2008-11-14, 12:09
|
#1980
|
Zakorzenienie
Zarejestrowany: 2005-11
Lokalizacja: Warszawa
Wiadomości: 12 249
|
Dot.: Ocena pielęgnacji początkujących z filtrami, kwasami i generalnie biochemią
Cytat:
Napisane przez kam
Proszę o pomoc,teraz przekonałam się jaka moja wiedza jest uboga..buszuje po wizażu już od miesiąca w celu znalezienia odpowiedniej pielęgnacji..i im więcej czytam tym mniej wiem ;( przepraszam z góry jeżeli pisze nie w temacie.

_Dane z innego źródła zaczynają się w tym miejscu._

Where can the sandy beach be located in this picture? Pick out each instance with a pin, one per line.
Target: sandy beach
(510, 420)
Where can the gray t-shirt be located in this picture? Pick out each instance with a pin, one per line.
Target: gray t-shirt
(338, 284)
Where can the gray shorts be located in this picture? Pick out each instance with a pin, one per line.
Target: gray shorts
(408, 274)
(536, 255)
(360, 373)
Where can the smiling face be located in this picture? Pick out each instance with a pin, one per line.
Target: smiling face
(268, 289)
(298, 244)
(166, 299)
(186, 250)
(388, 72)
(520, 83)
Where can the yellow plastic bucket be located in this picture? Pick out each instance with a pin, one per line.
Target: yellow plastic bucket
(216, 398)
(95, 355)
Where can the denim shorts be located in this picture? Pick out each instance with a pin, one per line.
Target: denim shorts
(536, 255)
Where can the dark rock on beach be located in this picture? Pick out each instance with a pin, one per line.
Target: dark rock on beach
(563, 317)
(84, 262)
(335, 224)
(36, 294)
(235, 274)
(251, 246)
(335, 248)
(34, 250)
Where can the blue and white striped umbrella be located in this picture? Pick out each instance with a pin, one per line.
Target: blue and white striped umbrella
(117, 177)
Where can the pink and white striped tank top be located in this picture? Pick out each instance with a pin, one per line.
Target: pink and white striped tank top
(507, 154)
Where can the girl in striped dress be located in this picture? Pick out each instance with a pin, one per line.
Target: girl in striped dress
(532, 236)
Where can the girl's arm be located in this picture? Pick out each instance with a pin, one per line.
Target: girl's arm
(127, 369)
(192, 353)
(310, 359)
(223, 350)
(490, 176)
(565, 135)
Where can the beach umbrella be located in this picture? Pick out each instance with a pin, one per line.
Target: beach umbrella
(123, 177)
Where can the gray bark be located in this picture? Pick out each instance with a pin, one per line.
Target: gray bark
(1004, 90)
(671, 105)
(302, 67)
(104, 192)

Mam skórę mieszana +naczynka (policzki,nos) ostatnio odwodniona z łuszczącymi sie skórkami gdzie lekarz dermatolog stwierdził ŁZS hmmm,z łuskami jakoś się uporałam używając kremów nawilżających na noc Iwostin,toleriane na dzień Iwostin intensywnie nawilzajacy z filtrem,nie uzywałam wody tonik,mleczko nawilzające.Skóra odzyskała równowage można by tak powiedzieć,ale nie na długo wyskoczyly mi gule(zawsze miałam problem z trądzikiem) na brodzie,czole szyja to koszmar aa do tego zaskoriki,które miałam już wcześniej.. noo i z braku mojej wiedzy potraktowałam skóre na noc kremem Iwostin Purtin,i to chyba był bład!!!! znowu pojawily sie naczynka,skóra okropnie wygląda plamy itp.chociaz smaruje ja kremem nawilzajacym na noc a na dzien LRP 50+.Planuje używać effaclar K 2 razy w tyg. do tego Tileriane oczywiście na noc,na dzień filtr LRP jak się sprawdzi,tylko czy to odpowiednia pielegnacja dla mnie ?? jakich zeli,toników używać ,zeby moja buzia wygladala jak dawniej czysta i promienna??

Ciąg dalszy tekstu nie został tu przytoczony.